Robots, flowers, soccer balls and even a zombie evolved from tiny pieces of tile into colorful mosaics Wednesday as child refugees from Burma gathered to make art.
The mosaics were created at Carrboro Elementary School by more than 30 students of the Karen School — which allows refugees from the Karen province of Burma to meet twice a week after school to learn their native language.
The students, ages kindergarten through eighth grade, learn to read and write in Karen while their parents take ESL or citizenship classes. The program is free to students in the Chapel Hill-Carrboro City Schools system.
“These students are a persecuted ethnic minority from a country that the UN has determined is a war-torn nation,” said Karen Aldridge, the social worker for Frank Porter Graham Elementary School.

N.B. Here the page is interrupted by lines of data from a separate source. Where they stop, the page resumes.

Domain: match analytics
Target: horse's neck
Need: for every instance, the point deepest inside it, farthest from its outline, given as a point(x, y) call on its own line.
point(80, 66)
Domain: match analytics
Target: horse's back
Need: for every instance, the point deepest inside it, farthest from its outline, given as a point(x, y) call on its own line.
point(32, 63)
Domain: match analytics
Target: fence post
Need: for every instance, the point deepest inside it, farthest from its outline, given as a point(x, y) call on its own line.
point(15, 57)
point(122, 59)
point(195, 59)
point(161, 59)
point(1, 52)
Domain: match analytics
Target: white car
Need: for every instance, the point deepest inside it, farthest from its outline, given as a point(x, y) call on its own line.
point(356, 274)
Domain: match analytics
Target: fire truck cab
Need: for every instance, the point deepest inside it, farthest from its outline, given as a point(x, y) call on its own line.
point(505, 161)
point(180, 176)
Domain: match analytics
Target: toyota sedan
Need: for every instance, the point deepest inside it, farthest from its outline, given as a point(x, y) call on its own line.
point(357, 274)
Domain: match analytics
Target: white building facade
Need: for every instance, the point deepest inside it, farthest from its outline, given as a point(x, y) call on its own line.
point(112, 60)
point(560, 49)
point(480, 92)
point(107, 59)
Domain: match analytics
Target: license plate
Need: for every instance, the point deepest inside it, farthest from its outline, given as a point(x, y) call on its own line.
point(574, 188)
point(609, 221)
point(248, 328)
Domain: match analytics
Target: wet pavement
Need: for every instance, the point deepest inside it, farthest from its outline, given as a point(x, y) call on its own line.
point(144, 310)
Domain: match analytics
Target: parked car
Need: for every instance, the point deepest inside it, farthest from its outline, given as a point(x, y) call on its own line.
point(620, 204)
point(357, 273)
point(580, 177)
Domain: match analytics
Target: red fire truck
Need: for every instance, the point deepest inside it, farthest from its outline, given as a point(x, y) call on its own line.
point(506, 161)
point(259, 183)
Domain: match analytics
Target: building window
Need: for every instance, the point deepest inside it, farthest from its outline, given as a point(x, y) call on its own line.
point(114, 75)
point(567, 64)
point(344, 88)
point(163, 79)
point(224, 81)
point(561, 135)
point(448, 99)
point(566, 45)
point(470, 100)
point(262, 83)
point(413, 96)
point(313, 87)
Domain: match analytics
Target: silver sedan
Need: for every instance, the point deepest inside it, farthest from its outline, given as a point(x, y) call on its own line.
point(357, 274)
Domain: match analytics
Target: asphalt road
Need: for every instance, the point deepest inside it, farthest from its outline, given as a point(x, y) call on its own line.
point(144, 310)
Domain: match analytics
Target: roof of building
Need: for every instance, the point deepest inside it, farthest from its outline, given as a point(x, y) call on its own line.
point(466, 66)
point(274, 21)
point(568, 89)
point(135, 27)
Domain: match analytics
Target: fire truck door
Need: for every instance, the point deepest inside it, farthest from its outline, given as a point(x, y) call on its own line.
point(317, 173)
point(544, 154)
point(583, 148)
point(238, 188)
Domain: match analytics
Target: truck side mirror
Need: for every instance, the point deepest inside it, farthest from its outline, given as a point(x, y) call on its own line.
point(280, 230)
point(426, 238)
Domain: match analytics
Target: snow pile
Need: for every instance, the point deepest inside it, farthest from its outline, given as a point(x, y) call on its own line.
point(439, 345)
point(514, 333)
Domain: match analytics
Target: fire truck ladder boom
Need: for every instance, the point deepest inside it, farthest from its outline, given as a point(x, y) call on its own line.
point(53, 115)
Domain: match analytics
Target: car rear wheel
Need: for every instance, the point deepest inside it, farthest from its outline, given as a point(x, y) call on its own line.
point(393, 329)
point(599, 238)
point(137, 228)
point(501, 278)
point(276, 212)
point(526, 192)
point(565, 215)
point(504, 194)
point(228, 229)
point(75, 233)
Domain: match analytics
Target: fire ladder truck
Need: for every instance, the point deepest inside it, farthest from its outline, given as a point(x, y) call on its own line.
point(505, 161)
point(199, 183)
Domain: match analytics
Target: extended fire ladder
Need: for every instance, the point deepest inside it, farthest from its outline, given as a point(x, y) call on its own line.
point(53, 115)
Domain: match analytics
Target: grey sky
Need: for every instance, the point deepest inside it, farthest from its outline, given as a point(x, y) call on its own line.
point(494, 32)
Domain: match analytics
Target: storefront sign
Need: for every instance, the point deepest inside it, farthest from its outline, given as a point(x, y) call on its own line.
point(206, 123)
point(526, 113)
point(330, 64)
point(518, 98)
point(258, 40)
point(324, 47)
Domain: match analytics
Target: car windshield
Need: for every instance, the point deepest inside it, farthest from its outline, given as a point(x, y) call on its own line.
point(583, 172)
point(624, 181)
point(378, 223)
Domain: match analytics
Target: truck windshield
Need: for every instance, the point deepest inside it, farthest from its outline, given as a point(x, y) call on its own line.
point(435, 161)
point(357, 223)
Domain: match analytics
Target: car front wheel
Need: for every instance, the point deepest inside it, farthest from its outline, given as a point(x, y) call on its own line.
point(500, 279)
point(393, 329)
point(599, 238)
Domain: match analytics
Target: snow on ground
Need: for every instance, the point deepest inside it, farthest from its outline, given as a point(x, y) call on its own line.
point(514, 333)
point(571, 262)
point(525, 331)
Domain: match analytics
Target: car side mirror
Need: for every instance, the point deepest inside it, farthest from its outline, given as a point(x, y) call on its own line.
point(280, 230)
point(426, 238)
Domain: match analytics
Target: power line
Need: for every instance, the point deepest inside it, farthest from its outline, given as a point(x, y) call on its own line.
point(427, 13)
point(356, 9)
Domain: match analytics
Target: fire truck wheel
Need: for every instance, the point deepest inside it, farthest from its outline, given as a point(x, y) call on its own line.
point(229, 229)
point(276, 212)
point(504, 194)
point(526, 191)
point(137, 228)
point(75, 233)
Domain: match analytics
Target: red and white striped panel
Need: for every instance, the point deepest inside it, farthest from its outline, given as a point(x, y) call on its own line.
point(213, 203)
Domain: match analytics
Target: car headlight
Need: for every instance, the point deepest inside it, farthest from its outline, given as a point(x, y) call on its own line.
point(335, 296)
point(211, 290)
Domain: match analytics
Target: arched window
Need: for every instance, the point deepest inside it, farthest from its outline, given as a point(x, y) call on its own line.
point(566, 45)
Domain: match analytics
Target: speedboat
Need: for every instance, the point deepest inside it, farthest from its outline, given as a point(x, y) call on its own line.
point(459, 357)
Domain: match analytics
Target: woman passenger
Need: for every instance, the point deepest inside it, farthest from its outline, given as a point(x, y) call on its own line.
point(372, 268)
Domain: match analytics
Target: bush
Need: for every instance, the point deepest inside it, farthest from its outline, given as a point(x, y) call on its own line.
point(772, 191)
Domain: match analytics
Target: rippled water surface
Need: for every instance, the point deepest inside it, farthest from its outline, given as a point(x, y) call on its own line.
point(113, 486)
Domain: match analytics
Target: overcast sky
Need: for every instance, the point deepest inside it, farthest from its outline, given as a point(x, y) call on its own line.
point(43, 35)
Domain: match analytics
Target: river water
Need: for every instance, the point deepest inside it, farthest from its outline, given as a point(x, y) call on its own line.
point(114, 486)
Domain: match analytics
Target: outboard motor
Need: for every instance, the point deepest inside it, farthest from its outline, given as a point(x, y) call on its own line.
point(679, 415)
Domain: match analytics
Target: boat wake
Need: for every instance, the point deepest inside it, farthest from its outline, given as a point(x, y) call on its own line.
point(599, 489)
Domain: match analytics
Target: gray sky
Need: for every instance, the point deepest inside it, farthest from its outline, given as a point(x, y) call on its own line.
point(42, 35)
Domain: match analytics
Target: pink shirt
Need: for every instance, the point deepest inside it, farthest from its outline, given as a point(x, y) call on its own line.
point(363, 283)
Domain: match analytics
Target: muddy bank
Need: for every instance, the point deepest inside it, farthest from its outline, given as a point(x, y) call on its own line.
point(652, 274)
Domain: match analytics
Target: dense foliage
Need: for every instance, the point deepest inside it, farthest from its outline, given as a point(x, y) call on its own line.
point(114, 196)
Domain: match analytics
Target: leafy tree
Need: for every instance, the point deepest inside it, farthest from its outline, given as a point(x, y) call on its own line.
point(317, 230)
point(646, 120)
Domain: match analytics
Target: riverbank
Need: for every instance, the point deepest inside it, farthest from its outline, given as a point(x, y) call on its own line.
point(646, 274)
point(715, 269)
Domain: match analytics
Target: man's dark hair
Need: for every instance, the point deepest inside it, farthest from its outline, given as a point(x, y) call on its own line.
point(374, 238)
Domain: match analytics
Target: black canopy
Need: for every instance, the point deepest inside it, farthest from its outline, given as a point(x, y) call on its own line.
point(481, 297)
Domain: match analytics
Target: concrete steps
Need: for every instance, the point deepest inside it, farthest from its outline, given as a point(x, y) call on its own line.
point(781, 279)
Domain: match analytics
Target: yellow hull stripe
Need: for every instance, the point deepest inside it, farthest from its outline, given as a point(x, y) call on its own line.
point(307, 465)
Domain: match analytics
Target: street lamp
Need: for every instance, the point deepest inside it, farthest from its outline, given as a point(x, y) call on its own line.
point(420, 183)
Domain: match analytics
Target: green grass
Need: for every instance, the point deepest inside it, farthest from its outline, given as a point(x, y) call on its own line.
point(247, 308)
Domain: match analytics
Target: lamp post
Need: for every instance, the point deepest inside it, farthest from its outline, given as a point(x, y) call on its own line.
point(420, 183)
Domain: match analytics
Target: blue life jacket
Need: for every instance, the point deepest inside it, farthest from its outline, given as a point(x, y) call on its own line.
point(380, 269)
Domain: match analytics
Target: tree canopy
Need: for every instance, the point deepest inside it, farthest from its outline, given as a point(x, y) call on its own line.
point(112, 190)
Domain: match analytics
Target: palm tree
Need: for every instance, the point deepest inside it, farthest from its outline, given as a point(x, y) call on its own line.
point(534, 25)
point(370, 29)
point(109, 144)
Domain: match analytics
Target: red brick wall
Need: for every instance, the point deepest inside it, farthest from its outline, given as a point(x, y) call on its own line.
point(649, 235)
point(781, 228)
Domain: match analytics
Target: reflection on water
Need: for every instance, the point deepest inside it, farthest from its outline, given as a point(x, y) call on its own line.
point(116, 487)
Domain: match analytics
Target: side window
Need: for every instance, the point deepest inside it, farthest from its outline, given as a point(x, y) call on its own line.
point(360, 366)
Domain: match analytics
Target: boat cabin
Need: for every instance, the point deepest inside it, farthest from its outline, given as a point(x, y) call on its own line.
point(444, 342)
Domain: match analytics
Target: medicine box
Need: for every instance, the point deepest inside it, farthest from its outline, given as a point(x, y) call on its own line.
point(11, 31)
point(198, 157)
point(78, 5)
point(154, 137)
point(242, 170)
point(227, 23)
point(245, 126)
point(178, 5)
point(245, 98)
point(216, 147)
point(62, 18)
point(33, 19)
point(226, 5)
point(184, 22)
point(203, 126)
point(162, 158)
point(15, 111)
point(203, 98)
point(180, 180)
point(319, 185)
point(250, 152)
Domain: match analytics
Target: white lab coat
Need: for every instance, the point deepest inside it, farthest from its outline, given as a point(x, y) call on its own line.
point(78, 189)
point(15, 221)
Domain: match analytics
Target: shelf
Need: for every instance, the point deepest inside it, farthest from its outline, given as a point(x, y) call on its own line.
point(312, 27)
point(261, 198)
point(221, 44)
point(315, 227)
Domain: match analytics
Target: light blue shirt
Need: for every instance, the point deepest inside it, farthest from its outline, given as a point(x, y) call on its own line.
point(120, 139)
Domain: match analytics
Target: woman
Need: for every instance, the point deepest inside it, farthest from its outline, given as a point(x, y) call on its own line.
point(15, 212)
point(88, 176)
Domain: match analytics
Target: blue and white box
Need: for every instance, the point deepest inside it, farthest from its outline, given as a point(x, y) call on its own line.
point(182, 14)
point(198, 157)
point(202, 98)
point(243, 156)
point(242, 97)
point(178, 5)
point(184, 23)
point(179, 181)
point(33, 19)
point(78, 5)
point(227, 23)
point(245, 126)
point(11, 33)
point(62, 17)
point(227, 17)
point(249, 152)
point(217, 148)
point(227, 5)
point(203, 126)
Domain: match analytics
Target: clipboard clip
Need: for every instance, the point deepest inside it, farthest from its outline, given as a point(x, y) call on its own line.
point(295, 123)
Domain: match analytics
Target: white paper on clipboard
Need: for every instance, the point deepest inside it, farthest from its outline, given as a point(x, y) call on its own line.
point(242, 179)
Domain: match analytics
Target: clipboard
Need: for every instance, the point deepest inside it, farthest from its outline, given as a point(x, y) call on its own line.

The CHCCS system began receiving refugees from Burma several years ago. More than 75 students were integrated into the school system three years ago, but numbers have since slowed, Aldridge said.
“Families have started to spread out to other areas as their fortunes improved,” she said.
Aldridge said many of the students who participate in the program were born in Thai refugee camps.
Karen refugees often have to apply for admittance into other countries to leave the camps. Sometimes, families are separated in the process.
“When their number comes up, they say, ‘This country is available, can you go?’” said Kerry Sherrill, the social worker at Carrboro Elementary School.